Coffinz.com's target audience knows they're eventually headed to the place down below, and this comp caters to them lovingly. And who would want to go to heaven anyway when hell is a place full of double kick drums and women with big hair and even bigger bazoomas?Rating: De-COMP-osing
Sanctified Trends Presents A Point on the Map Arizona Urban Compilation
Whoever heard of a hip-hop album that doesn't utter the word "motherfucker" even once? Or an album where every time you hear "Ho" it's immediately followed by "ly Spirit"!!! Well, it's here, brothers and sisters!
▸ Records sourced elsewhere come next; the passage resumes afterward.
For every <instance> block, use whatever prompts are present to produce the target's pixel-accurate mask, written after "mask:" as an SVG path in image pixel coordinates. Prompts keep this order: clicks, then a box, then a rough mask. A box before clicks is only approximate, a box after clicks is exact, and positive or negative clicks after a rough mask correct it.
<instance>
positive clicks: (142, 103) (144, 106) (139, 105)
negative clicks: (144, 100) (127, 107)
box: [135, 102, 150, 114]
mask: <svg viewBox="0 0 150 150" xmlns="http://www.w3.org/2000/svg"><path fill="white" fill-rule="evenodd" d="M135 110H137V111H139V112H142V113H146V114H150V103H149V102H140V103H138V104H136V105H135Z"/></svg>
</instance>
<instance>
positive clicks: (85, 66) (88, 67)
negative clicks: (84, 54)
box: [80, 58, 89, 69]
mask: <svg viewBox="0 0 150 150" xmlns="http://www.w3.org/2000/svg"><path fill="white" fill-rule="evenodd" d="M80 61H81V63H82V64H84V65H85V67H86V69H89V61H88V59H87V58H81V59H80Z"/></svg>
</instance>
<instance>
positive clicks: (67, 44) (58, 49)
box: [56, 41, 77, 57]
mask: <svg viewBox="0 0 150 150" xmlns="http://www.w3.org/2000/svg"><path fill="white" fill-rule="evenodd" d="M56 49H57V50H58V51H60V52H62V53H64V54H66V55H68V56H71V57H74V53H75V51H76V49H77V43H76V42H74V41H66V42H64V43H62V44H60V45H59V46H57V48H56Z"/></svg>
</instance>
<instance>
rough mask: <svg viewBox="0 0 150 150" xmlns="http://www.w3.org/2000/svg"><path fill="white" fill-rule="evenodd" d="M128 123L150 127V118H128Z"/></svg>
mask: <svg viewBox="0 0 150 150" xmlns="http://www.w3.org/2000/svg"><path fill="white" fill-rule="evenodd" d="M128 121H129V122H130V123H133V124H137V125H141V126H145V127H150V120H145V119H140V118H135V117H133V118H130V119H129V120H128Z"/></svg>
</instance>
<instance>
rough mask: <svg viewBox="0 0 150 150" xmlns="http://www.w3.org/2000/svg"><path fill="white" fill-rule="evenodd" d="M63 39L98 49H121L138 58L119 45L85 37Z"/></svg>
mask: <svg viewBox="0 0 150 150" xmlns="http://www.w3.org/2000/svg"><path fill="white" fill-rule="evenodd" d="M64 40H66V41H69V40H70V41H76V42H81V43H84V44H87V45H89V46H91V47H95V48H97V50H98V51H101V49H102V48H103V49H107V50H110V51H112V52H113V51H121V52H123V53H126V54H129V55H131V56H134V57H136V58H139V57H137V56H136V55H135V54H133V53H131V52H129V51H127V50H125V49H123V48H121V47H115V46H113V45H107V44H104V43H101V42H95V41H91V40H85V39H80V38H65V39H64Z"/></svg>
Like most hip-hop records, there's a lot of name dropping, and more mentions of the Almighty than your average Grammy Award acceptance speech. But the problem with A Point on the Map is twofold. The only fun in listening to rap music is because of its sexualized braggadocio or its dangerous glamorization of violence -- neither of which turn up here. Second, with the exception of a few performers like Santo, whose motor mouth on "Catch My Drift" is pretty, er, goddamned exciting, the bulk of these rappers aren't that rhyme 'n' rhythmically exciting. Yes, even brothers can sound as stiff as Reverend Lovejoy when adhering to Christian guidelines.